The Gallagher amendment was placed in our constitution in 1982. It sets a formula for how property taxes are assessed in Colorado. Because it’s in the constitution, that formula has remained unchanged for nearly 40 years.
Gallagher’s formula states that 45% of property taxes must come from residential properties (homes), and 55% must come from non-residential properties (commercial, manufacturing, agriculture). In order to maintain the formula, as residential property values increase, the residential property tax rate must decrease.
When Gallagher was passed, residential properties made up 53% of the overall property value in the state. Today they account for 80%. That means Gallagher continues to require 20% of the tax base (non-residential) to pay 55% of the statewide property tax bill. The math doesn’t add up, and it shows.
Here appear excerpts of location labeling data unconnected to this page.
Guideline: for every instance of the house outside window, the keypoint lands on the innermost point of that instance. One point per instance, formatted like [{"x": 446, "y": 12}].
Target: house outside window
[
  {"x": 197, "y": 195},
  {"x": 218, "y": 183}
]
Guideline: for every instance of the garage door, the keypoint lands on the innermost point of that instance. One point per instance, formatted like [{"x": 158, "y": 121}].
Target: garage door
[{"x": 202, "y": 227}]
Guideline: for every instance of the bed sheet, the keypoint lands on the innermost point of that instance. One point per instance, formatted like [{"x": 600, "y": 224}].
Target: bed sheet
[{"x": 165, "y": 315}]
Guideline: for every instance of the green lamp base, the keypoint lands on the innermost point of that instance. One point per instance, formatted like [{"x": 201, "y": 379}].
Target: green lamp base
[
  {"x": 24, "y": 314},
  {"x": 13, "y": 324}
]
Property taxes become the budgets that fund our schools, fire districts, ambulances and a variety of Boulder County services. It’s no wonder that with Gallagher’s lopsided formula, so many of our schools would face near-constant budget deficits if they were not able to pass mill levy overrides. When local taxes come up short in funding our schools, the state is required to make up the difference. This pulls dollars from so many other essential services and programs that benefit our communities. Higher education, transportation, human services, anything the state helps support is at risk for funding cuts because of Gallagher’s inadequacy.
Not only is Gallagher failing to fund the basic budget needs of our schools and vital county services statewide, but it is particularly damaging to lower income and rural communities. These areas often have fewer non-residential properties, and have seen much slower growth in home values. When Gallagher’s one-size-fits all approach ratchets down rates, it carves away even more funding from services that were already in budget holes.
Amendment B provides an immediate solution to a problem that is guaranteed to deepen. It repeals Gallagher’s unfair, harmful formula from the state constitution and freezes property tax rates. That means that as our communities move toward recovering from a year of unprecedented challenges, residential properties will keep their current tax rate, which is the third lowest in the country.
By freezing rates in place we can provide our schools and vital services with a level of stability they have not had in decades. Amendment B does not increase taxes, it prevents the goal posts from being continually moved at the expense of so many of our neighborhoods.
A majority of Democrat and Republican state lawmakers support Amendment B, and are joined by a growing number of leaders in education, labor, business, agriculture, public safety and fire protection. Amendment B is an important step in moving our communities toward a bright recovery and into the future. Please join us in voting Yes on Amendment B.
Deb Gardner is the Chair of the Boulder Board of County Commissioners and previously served as a state legislator for House District 11. Elise Jones is a Boulder County Commissioner for District 1.